3. Rat amylin-(8-37) enhances insulin action and alters lipid metabolism in normal and insulin-resistant rats

M Hettiarachchi, S Chalkley, S M Furler, Y S Choong, M Heller, G J Cooper, E W Kraegen Am J Physiol. 1997 Nov;273(5):E859-67. doi: 10.1152/ajpendo.1997.273.5.E859.

To clarify roles of amylin, we investigated metabolic responses to rat amylin-(8-37), a specific amylin antagonist, in normal and insulin-resistant, human growth hormone (hGH)-infused rats.
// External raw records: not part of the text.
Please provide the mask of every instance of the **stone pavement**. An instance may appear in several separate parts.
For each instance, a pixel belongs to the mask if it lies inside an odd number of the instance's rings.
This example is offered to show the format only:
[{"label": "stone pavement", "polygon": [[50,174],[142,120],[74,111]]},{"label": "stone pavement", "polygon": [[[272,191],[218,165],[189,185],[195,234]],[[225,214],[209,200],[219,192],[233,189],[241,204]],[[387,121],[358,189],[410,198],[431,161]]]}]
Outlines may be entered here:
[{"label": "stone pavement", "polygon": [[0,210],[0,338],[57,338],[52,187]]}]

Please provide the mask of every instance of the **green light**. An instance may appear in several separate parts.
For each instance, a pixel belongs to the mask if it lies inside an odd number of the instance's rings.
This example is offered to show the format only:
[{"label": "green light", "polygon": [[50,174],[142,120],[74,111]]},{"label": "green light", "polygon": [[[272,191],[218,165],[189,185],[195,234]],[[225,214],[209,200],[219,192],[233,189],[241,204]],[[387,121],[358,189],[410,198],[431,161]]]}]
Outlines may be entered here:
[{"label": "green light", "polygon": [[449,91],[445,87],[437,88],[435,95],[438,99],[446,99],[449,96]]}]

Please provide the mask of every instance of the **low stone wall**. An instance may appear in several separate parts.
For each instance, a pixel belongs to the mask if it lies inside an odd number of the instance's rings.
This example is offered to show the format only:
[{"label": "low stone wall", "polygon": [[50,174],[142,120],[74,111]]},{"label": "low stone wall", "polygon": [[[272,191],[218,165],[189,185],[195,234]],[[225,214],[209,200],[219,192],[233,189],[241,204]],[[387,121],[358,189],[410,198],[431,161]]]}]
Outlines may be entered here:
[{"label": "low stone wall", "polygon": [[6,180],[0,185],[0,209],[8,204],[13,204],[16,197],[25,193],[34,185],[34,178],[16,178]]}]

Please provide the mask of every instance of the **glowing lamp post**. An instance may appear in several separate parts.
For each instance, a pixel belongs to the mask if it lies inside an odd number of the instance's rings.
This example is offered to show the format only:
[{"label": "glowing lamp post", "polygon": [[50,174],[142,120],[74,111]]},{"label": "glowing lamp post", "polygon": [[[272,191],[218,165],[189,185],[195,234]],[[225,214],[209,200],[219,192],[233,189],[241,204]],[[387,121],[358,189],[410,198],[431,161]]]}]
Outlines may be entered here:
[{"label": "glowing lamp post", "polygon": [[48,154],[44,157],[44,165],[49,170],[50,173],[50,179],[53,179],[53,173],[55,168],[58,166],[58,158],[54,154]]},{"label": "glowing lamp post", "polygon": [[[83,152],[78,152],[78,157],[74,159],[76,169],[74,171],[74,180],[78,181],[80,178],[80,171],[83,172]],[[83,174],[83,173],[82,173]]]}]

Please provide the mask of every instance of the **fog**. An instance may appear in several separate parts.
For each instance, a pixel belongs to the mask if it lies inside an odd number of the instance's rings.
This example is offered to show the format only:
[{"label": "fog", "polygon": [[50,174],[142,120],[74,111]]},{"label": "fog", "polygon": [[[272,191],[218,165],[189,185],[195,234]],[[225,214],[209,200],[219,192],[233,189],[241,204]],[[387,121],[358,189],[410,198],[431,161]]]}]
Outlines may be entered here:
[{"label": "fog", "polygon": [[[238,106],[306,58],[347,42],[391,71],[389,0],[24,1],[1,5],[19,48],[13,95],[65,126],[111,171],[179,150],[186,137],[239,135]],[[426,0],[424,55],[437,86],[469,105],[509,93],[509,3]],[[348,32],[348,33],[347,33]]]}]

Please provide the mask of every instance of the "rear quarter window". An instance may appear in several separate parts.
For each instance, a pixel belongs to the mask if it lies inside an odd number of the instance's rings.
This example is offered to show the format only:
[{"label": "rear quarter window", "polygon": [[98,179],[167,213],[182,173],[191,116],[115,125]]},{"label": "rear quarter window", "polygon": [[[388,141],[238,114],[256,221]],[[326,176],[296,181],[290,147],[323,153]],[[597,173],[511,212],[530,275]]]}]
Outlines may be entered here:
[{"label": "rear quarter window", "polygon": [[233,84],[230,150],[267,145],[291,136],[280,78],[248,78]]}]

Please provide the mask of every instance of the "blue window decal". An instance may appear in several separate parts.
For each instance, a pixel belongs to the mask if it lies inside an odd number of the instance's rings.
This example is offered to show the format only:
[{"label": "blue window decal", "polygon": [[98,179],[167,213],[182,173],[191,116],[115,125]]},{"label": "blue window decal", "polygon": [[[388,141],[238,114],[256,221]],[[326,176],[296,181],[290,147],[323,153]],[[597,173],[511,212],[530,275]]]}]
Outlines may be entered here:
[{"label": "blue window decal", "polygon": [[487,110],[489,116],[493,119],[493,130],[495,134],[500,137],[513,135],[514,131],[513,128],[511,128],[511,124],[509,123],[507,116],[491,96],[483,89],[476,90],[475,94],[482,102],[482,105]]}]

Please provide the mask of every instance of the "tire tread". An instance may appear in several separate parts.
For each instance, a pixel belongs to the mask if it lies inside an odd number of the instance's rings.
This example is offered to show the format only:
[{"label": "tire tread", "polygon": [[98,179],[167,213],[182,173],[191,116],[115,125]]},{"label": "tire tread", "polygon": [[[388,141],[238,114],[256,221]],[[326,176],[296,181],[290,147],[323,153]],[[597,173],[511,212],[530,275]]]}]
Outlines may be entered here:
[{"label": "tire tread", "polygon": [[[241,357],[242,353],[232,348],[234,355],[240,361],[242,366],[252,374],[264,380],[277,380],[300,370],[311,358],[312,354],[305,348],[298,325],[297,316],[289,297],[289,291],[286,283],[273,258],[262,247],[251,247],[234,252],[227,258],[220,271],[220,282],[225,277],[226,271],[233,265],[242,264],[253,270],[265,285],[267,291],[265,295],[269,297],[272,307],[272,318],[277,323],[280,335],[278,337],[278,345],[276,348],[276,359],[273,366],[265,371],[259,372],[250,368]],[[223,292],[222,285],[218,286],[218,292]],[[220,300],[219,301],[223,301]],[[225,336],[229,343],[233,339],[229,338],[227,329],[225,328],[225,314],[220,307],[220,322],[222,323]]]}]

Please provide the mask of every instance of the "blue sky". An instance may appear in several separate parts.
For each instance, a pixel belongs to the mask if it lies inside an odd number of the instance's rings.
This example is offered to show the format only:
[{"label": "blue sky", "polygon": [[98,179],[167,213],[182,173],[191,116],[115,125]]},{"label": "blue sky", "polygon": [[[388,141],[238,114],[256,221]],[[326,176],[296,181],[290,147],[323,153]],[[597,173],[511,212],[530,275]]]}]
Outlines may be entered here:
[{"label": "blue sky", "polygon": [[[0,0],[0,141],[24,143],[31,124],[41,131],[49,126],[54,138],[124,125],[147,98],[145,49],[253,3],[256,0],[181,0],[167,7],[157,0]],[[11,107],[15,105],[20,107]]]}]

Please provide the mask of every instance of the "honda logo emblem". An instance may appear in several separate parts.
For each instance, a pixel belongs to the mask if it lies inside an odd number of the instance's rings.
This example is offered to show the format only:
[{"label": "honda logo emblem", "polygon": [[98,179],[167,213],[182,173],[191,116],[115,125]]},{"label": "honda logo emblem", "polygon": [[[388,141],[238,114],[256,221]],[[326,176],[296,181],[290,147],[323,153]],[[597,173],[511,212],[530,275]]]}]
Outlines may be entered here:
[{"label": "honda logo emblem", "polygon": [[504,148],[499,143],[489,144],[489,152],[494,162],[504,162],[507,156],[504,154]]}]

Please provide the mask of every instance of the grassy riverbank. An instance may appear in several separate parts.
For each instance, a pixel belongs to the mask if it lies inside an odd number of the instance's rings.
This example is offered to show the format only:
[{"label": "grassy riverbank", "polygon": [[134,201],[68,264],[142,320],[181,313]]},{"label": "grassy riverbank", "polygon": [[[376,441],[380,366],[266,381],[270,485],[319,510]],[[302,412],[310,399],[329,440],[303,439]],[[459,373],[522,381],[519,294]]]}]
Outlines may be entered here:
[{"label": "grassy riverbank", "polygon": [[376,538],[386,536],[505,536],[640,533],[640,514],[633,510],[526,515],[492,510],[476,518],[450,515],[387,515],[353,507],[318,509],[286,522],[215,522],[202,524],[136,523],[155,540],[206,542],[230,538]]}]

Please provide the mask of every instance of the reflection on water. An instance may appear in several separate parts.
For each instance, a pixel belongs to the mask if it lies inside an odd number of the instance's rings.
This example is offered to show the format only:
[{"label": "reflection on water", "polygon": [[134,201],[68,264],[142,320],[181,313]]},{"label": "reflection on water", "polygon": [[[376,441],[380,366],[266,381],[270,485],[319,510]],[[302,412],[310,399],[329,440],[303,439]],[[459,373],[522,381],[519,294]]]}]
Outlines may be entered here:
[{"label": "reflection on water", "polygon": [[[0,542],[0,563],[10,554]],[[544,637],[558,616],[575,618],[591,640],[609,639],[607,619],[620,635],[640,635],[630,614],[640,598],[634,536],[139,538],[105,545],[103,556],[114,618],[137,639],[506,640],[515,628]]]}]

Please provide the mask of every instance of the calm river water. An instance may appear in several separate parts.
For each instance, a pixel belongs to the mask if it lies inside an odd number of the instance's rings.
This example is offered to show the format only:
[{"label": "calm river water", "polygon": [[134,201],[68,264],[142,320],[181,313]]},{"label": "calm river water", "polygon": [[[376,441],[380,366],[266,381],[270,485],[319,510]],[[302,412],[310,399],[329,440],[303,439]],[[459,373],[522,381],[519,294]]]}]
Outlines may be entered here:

Fasting conscious rats were infused with saline or hGH, each with and without amylin-(8-37) (0.125 mumol/h), over 5.75 h. At 3.75 h, a hyperinsulinemic (100 mU/l) clamp with bolus 2-deoxy-D-[3H]glucose and [14C]glucose was started. hGH infusion led to prompt (2- to 3-fold) basal hyperamylinemia (P < 0.02) and hyperinsulinemia. Amylin-(8-37) reduced plasma insulin (P < 0.001) and enhanced several measures of whole body and muscle insulin sensitivity (P < 0.05) in both saline- and hGH-infused rats. Amylin-(8-37) corrected hGH-induced liver insulin resistance, increased basal plasma triglycerides and lowered plasma nonesterified fatty acids in both groups, and reduced muscle triglyceride and total long-chain acyl-CoA content in saline-treated rats (P < 0.05). In isolated soleus muscle, amylin-(8-37) blocked amylin-induced inhibition of glycogen synthesis but had no effect in the absence of amylin. Thus 1) hyperamylinemia accompanies insulin resistance induced by hGH infusion; 2) amylin-(8-37) increases whole body and muscle insulin sensitivity and consistently reduces basal insulin levels in normal and hGH-induced insulin resistant rats; and 3) amylin-(8-37) elicits a significant alteration of in vivo lipid metabolism. These findings support a role of amylin in modulating insulin action and suggest that this could be mediated by effects on lipid metabolism.